De un tiempo a esta parte, las noticias relativas a los consejos de ministros de Pedro Sánchez suelen ofrecerse acompañadas de fotografías de la sala de La Moncloa en que se celebran las correspondientes reuniones, sala dominada por un enorme cuadro de Miquel Barceló: El taller d’escultures del artista (375 x 235 cm, más de ocho metros cuadrados). Por detrás de Pedro Sánchez, Carmen Calvo y Pablo Iglesias se entrevén esqueléticas figuras humanas y de animales –perros, monos, cabras– que, dependiendo del humor que uno tenga, bien podrían ser tomadas como alegorías ilustrativas de las medidas sociales del Gobierno. Ya otros comentaristas han venido haciendo este y otros chistes parecidos desde que, sobre este mismo fondo, se anunciaran solemnemente, el pasado mes de marzo, las importantes decisiones adoptadas para combatir la pandemia que todavía nos atenaza. Recuerdo bien el impacto que entonces me produjo el contraste entre la gravedad del momento y el caprichoso telón sobre el que se escenificaba. La misma extrañeza ha persistido cada vez que, como digo, las fotografías de los consejos de ministros de Sánchez repiten la escenificación.
Quiero apuntar mis reservas ante el empeño manifiesto de “ilustrar” los escenarios de la política con obras artísticas inspiradas fuera de ella
El cuadro de Barceló pertenece a la colección del Museo Reina Sofía desde el año 2000. Al parecer, esta institución mantiene un acuerdo con el Gobierno para abastecer de obras de arte la sede presidencial. Lo que no tengo claro es quién, ni con qué criterios, decide qué piezas son las más adecuadas para decorar espacios tan significativos. Me dicen que la responsabilidad recae sobre un comité del mismo museo. Pero, dada la atención más bien escasa que el Reina Sofía ha dedicado a Barceló desde que Manuel Borja-Videll lo dirige con mano maestra, cuesta pensar que la elección haya sido asesorada por él ni por su equipo. ¿O sí? ¿Habrá en ella una intención sutil, acaso aviesa? En cualquier caso, ¿a quién demonios se le ocurrió plantar el dichoso cuadro en la sala del consejo de ministros, que al parecer ha sido bautizada como Sala Barceló? O al revés: ¿a quién diablos se le ocurrió celebrar los consejos de ministros en la Sala Barceló? Sala que, por cierto, según me entero, acoge, además de más obras del mismo Barceló (dos óleos y una escultura), otras de Campano, Soledad Sevilla, Sicilia, Alfaro y Broto, todos ellos “artistas que destacaron en los 80 y que hoy están plenamente consagrados”.
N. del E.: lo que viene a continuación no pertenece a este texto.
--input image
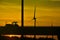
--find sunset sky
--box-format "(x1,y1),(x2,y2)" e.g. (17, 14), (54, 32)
(0, 0), (60, 26)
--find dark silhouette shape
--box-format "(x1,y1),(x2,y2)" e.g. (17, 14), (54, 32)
(38, 38), (54, 40)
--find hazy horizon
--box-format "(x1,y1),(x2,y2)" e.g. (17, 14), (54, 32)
(0, 0), (60, 26)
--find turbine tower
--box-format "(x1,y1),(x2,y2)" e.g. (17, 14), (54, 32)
(33, 6), (36, 27)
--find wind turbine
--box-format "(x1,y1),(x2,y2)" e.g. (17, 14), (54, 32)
(33, 6), (36, 27)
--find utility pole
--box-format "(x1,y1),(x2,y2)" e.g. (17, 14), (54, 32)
(21, 0), (24, 27)
(21, 0), (24, 40)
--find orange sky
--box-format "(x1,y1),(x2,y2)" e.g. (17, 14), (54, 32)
(0, 0), (60, 26)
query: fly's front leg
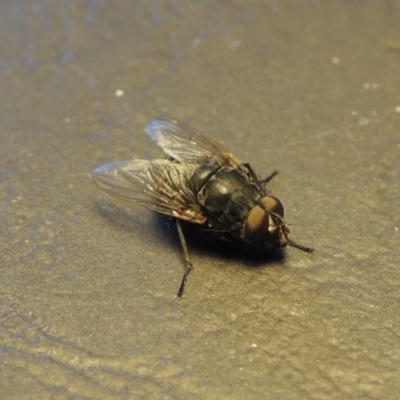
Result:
[176,219,193,297]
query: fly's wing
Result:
[92,160,205,224]
[145,118,250,174]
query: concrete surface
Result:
[0,0,400,399]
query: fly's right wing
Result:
[92,160,206,224]
[145,118,250,174]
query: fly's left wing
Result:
[92,160,206,224]
[145,118,250,174]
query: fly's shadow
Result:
[94,201,285,268]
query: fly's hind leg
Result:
[176,219,193,297]
[258,171,279,184]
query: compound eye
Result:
[243,206,269,244]
[261,196,284,218]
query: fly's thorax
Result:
[197,167,262,223]
[189,164,220,195]
[243,196,289,247]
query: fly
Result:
[93,118,314,297]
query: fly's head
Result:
[243,196,314,253]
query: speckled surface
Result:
[0,0,400,399]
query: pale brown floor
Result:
[0,0,400,400]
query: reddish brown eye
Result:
[261,196,284,218]
[243,206,269,244]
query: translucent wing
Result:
[145,118,248,173]
[92,160,205,224]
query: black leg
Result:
[288,240,314,253]
[176,219,193,297]
[258,171,279,183]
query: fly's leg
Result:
[258,171,279,184]
[176,219,193,297]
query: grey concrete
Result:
[0,0,400,399]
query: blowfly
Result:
[93,118,313,297]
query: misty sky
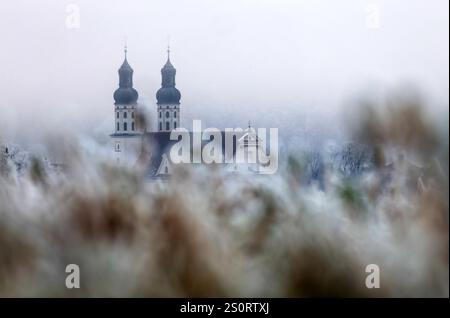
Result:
[0,0,449,147]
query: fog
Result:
[0,0,449,150]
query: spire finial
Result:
[123,35,128,59]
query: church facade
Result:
[110,48,274,178]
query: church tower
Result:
[111,46,141,162]
[156,48,181,131]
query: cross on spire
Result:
[123,35,128,59]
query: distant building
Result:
[110,47,142,163]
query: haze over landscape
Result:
[0,0,449,152]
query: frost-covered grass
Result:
[0,95,449,297]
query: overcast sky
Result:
[0,0,449,146]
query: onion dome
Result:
[114,47,139,104]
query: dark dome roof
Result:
[156,86,181,104]
[114,87,139,104]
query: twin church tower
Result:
[110,47,181,162]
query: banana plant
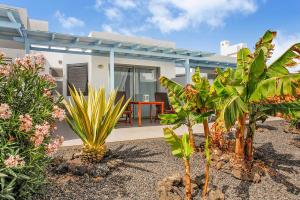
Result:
[213,31,300,161]
[159,68,213,149]
[202,137,211,199]
[63,86,130,162]
[164,128,193,200]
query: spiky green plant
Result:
[64,86,130,162]
[164,128,193,200]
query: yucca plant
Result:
[64,86,130,162]
[164,128,193,200]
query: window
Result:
[50,68,63,95]
[67,63,88,96]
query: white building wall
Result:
[220,40,247,57]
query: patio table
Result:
[129,101,165,126]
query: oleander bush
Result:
[0,53,65,199]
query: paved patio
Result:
[57,117,280,146]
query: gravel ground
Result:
[35,121,300,200]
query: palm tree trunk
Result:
[187,124,196,150]
[202,161,209,199]
[201,107,210,138]
[203,119,210,138]
[235,114,246,159]
[184,159,192,200]
[245,113,256,161]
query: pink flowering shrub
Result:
[0,53,65,199]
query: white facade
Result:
[220,40,247,57]
[0,4,176,96]
[0,4,239,101]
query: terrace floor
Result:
[57,117,279,146]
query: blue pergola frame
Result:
[0,7,236,89]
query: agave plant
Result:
[213,31,300,160]
[164,128,193,200]
[64,86,129,162]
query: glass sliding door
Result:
[134,67,157,117]
[115,65,158,118]
[115,66,134,98]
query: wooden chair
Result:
[115,91,133,126]
[154,92,174,121]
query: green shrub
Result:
[0,53,65,199]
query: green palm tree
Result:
[159,68,214,149]
[213,31,300,160]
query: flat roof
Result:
[0,7,236,67]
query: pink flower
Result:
[4,155,25,168]
[15,58,22,65]
[19,114,32,132]
[43,88,51,97]
[0,65,11,77]
[34,54,45,66]
[0,51,5,60]
[30,122,51,147]
[0,103,11,119]
[45,136,64,155]
[41,74,56,85]
[34,122,50,137]
[30,135,44,147]
[52,106,66,121]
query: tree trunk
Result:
[235,114,246,159]
[187,124,196,150]
[184,159,192,200]
[200,107,210,138]
[202,161,209,199]
[245,113,256,161]
[203,119,210,138]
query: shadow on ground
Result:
[236,142,300,199]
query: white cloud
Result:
[54,10,85,29]
[270,32,300,72]
[94,0,103,10]
[105,8,122,20]
[102,24,117,33]
[148,0,257,33]
[114,0,137,9]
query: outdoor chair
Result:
[115,91,133,126]
[154,92,174,121]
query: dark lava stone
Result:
[73,166,87,176]
[96,164,109,177]
[55,163,69,174]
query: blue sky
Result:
[1,0,300,53]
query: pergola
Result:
[0,7,236,89]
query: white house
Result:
[0,4,236,105]
[220,40,247,57]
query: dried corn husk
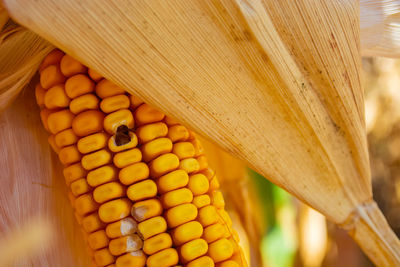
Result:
[4,0,400,266]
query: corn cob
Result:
[35,50,246,267]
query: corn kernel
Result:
[131,198,163,222]
[100,95,130,113]
[104,109,134,135]
[188,173,209,196]
[77,133,108,154]
[65,74,94,99]
[126,179,157,202]
[136,122,168,144]
[146,248,179,267]
[47,109,74,134]
[165,203,197,228]
[135,104,165,125]
[108,234,143,256]
[106,217,138,238]
[81,149,112,170]
[54,128,78,147]
[208,238,233,262]
[93,182,125,203]
[138,216,167,240]
[143,233,172,255]
[60,55,87,77]
[40,65,65,89]
[86,165,118,187]
[179,238,208,263]
[88,230,109,250]
[115,250,147,267]
[157,170,189,193]
[140,138,172,162]
[98,198,132,223]
[160,188,193,209]
[119,162,149,185]
[69,94,99,114]
[72,110,104,136]
[113,148,142,168]
[75,194,99,215]
[96,79,125,99]
[149,153,179,178]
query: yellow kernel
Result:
[108,132,138,152]
[168,125,189,143]
[35,83,46,107]
[192,195,211,209]
[106,217,138,238]
[72,110,104,136]
[86,165,118,187]
[88,69,103,82]
[208,238,233,262]
[88,230,109,250]
[115,250,147,267]
[99,198,132,223]
[75,194,99,215]
[164,116,179,126]
[77,133,108,154]
[39,49,64,72]
[146,248,179,267]
[140,137,172,162]
[63,163,87,184]
[58,145,81,165]
[47,134,60,154]
[160,188,193,209]
[96,79,125,99]
[165,203,197,228]
[65,74,94,98]
[119,162,149,185]
[108,234,143,256]
[136,122,168,144]
[71,178,90,196]
[217,260,240,267]
[157,170,189,193]
[179,158,200,173]
[100,95,130,113]
[104,109,134,135]
[135,104,165,125]
[82,212,105,233]
[172,221,203,246]
[47,109,74,134]
[188,173,209,196]
[60,55,87,77]
[113,148,142,168]
[131,198,163,222]
[69,94,99,114]
[126,179,157,202]
[93,182,125,203]
[81,149,112,170]
[149,153,179,178]
[138,216,167,240]
[54,128,78,147]
[196,156,208,170]
[44,84,71,109]
[143,233,172,255]
[210,190,225,209]
[203,223,226,243]
[186,256,214,267]
[179,238,208,263]
[197,205,219,227]
[40,65,65,89]
[94,248,115,266]
[129,95,143,109]
[172,142,195,159]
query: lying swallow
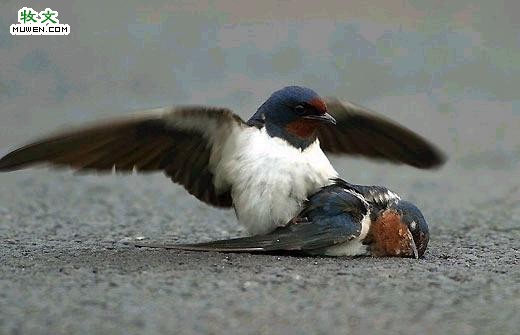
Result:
[0,86,444,234]
[135,179,429,258]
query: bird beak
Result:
[303,113,336,124]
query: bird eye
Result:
[294,105,305,114]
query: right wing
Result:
[134,185,368,254]
[318,97,446,169]
[134,214,361,253]
[0,106,245,207]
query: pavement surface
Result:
[0,161,520,334]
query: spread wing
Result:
[135,215,361,253]
[0,106,244,207]
[318,97,446,169]
[135,185,367,254]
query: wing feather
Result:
[318,97,446,169]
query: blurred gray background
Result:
[0,0,520,334]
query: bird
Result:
[0,86,445,235]
[134,179,430,259]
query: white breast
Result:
[215,127,338,234]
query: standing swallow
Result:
[0,86,444,234]
[135,179,429,258]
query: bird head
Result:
[256,86,336,147]
[371,201,430,258]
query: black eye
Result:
[294,105,305,114]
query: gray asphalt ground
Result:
[0,161,520,334]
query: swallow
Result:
[0,86,445,235]
[134,179,430,258]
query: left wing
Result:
[135,215,361,252]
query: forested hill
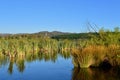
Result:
[0,31,95,40]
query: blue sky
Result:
[0,0,120,33]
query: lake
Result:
[0,54,120,80]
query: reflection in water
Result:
[8,59,14,74]
[72,68,120,80]
[0,52,70,74]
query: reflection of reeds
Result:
[72,68,120,80]
[72,45,120,68]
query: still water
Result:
[0,54,120,80]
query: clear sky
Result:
[0,0,120,33]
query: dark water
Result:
[0,54,120,80]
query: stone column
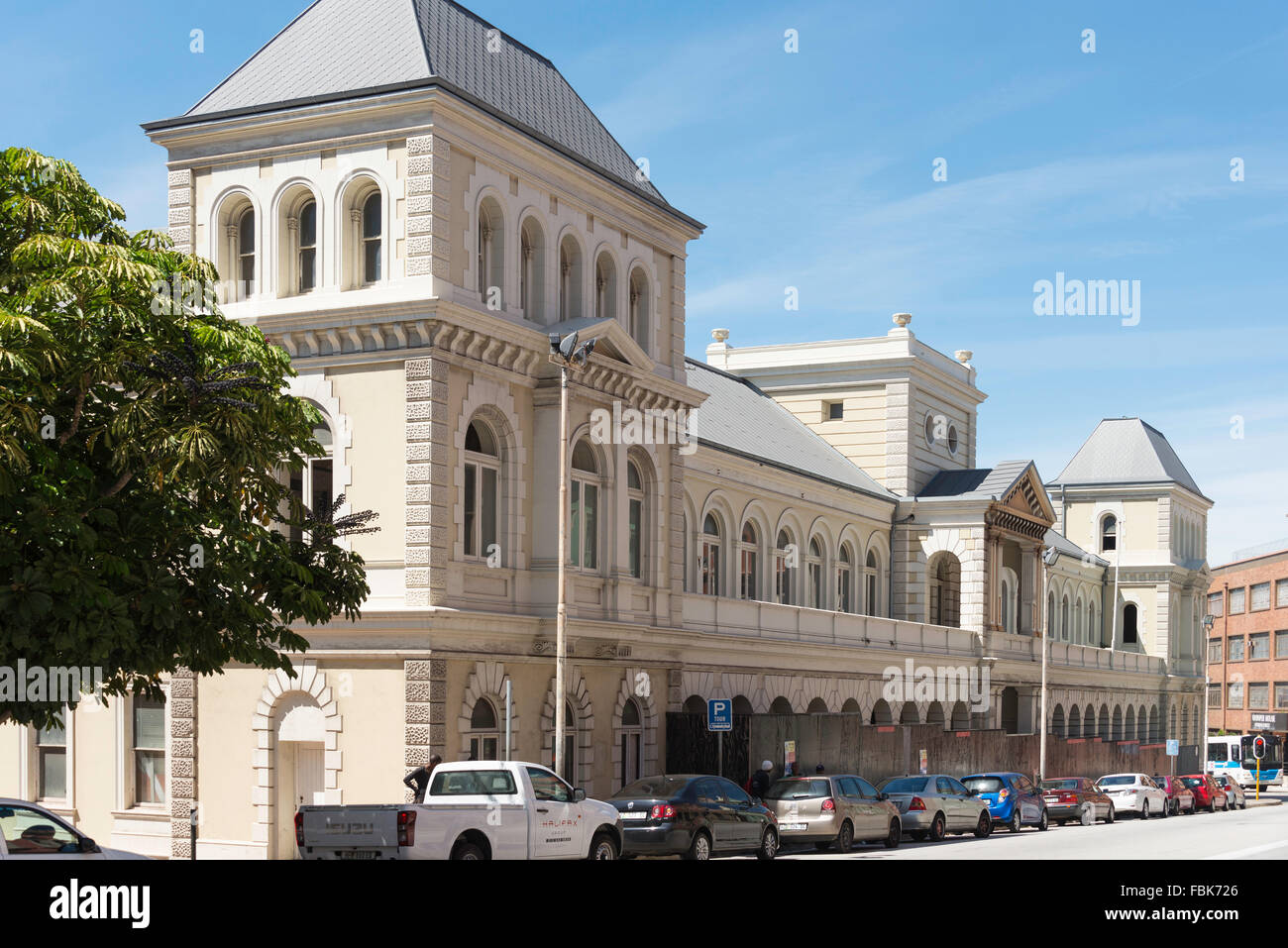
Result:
[403,658,447,802]
[404,356,452,606]
[170,669,197,859]
[407,136,452,288]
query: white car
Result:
[0,797,149,862]
[1096,774,1168,819]
[295,760,622,859]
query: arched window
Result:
[595,254,617,319]
[698,514,720,596]
[928,553,961,629]
[738,520,759,599]
[519,218,546,322]
[1100,514,1118,553]
[863,550,881,616]
[806,537,823,609]
[235,207,255,300]
[626,461,644,579]
[290,402,335,542]
[836,544,854,612]
[296,201,318,292]
[362,190,383,283]
[1124,603,1140,645]
[559,235,583,322]
[477,197,505,309]
[464,421,501,558]
[627,267,652,353]
[774,529,796,605]
[617,698,644,789]
[471,698,501,760]
[570,438,600,571]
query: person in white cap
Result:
[751,760,774,799]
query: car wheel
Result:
[885,819,903,849]
[930,812,948,842]
[684,829,711,862]
[836,820,854,853]
[587,833,617,861]
[756,827,778,859]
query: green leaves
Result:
[0,149,369,725]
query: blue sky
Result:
[0,0,1288,565]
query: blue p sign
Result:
[707,698,733,730]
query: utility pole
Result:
[550,332,595,777]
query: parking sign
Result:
[707,698,733,730]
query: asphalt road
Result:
[757,790,1288,859]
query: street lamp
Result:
[550,332,595,777]
[1199,612,1225,757]
[1038,545,1060,786]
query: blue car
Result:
[962,772,1047,833]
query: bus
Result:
[1207,734,1283,790]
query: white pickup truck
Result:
[295,760,622,859]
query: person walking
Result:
[403,754,443,803]
[751,760,774,799]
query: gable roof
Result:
[686,358,898,501]
[1051,419,1207,500]
[143,0,700,227]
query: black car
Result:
[608,774,778,859]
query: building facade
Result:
[1207,550,1288,737]
[0,0,1211,858]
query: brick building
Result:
[1207,542,1288,737]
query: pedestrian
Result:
[403,754,443,803]
[751,760,774,799]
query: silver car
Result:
[763,774,903,853]
[0,798,149,862]
[880,774,993,842]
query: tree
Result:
[0,149,373,726]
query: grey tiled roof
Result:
[1051,419,1205,497]
[167,0,670,207]
[917,461,1033,500]
[686,358,898,501]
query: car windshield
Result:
[881,777,926,793]
[1100,774,1136,787]
[612,777,690,799]
[765,780,832,799]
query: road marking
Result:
[1203,841,1288,859]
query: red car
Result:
[1154,777,1199,816]
[1180,774,1231,812]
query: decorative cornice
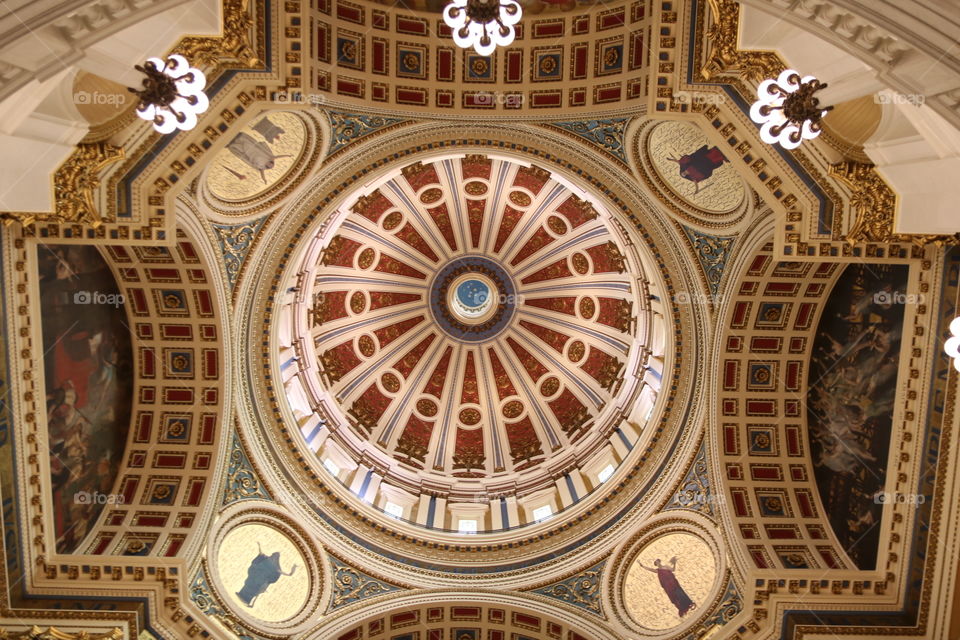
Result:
[173,0,264,69]
[223,432,273,506]
[830,161,958,246]
[0,626,123,640]
[533,559,607,618]
[700,0,785,81]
Reitero mi pasmo –estaba por decir mi incomodidad, incluso mi apuro– ante las reiteradas imágenes de Sánchez e Iglesias recortados sobre el caótico Taller d’escultures del artista. Claro que, a estas alturas, uno debiera haberse acostumbrado ya a este tipo de contrastes. Desde mucho antes, la Sala Tarradellas, en la que el Govern de la Generalitat celebra sus cónclaves, está dominada por una gran pieza de Antoni Tàpies, Les quatre cròniques (Las cuatro crónicas), de 1990, que triplica en tamaño el de Barceló: ¡casi tres metros de alto por seis de ancho! De nuevo tienta repetir aquí los chistes que se han hecho a este propósito. En este caso, sin embargo, el cuadro fue producto de un encargo expreso de Jordi Pujol. Fue concebido y ejecutado para ocupar el lugar que ocupa. No ocurre lo mismo con tantos Miró, Ràfols Casamada o Tàpies (más Tàpies) que desde hace ya varios años sirven de contrapunto a las reuniones políticas de la Moncloa, ya desde tiempos de Zapatero y Rajoy. Si los políticos españoles tuvieran hacia Cataluña la misma sensibilidad que aparentan tener con su arte, el “problema catalán” no sería tal. Pero otra vez se me ha escapado un chiste varias veces repetido, y así no llegamos a ningún lado.
Lo que venía a apuntar, a propósito de las imágenes que han inspirado esta columna, son mis reservas ante el empeño manifiesto de “ilustrar” los escenarios de la política con obras artísticas supuestamente inspiradas fuera de su marco. También sobre la sospechosa insistencia en preferir, para este cometido, a artistas abstractos. Y, cuando no se trata de la siempre socorrida y “neutral” abstracción, sobre la inoportunidad de que se trate de temas y motivos figurativos del todo inadecuados.
¿O es que debemos presumir –o asumir– alguna relación entre el taller del artista y el del poder?